The lie has become so normalised as political trickery that even calling it out as a lie doesn’t neutralise it.  The ‘retirement tax’ lie follows the Coalition’s successful reframing of the proposed emissions trading scheme as a ‘carbon tax’ when it was in fact a market mechanism. A couple of years later, Peta Credlin would confess the formulation of this lie to Sky’s Sunday Agenda: ‘We made it a fight about the hip pocket and not about the environment. That was brutal retail politics and it took Abbott about six months to cut through and when he cut through, Gillard was gone.’

With the distinction between truth and lie collapsed into ‘brutal retail politics’, who will hold politicians to account? Sadly, we can’t expect the media to do so. Rather than working hard to develop business models that publish quality journalism with sustainable income streams, the commercial media has become complicit in the decline of political integrity, actively fuelling leadership speculation and sensationalising conflicts in order to boost sales and feed clicks.

Nor can we expect opinion polls to hold politicians to account. Opinion polls are owned by media empires, such as Murdoch’s Newspoll for the Australian, and their methodologies haven’t kept up with social and media change.

Expecting the Australian Electoral Commission to hold politicians to account is also tricky: it has no legislative role in regulating the political content of electoral advertising and communication. Same goes for the Australian Communication and Media Authority: it does regulate electoral advertising and communication and the election advertising blackout period that applies to broadcasters, but this regulation has not kept pace with contemporary media platforms, ownership or consumption.

And both entities can only act on complaints received — making for some concerning experiences on election day when the Liberal Party placed Chinese language posters next to official AEC signage and styled them identically to the AEC’s while telling voters that the ‘correct’ way to vote was to place a 1 next to the Liberal candidate’s name.

While all of this was going on, voters faced a genuine choice between parties with rigorously considered policies, and parties with none. Meanwhile, non-profit organisations across Australia are working hard on policy, advocacy and action to redress the climate emergency, the decline of public health and education, the rise of violence against women and poor mental health, the flatlining and fall of wages and workers’ rights, and the contraction of the arts and cultural sector.

As we all reflect on our personal and shared civic responsibility, it’s clear that all the institutions of civil society will need to examine their social roles and the public conversations they lead. Environmental organisations. Community centres. Mental health bodies. Legal centres. Sports clubs. Schools and universities. Asylum seeker centres. Independent media. Galleries, performing arts centres and all arts organisations.

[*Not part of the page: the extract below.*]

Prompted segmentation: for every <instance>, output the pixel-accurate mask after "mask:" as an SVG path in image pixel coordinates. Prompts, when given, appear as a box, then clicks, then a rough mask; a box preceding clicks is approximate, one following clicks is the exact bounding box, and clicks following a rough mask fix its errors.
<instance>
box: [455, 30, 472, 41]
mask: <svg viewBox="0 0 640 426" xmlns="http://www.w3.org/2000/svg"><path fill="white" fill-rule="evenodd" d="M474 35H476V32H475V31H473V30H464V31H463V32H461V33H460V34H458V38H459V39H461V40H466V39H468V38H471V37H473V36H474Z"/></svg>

It’s up to all organisations who exist to promote the public good to make sure that they’re doing so with rigour and care, calling out the small lies as well as the big ones so that we’re strengthening civil society together. Such public institutions do so by continuing to advance constructive positions for Australia’s future — as policy, as public discussions, as social events, as calls to action, or as works of art.

Now is the time to start that conversation with your community or cultural organisation. What support do they need? How can you join in? How can you volunteer? How can you become a member? How can you promote their work?

There’s a lot of work to be done to ensure the Australian government has the best guidance it needs to prepare the policies and deliver the services Australians urgently need. To strengthen ourselves into making that contribution, let’s begin by rejecting ‘brutal retail politics’ and instead champion generous community expertise.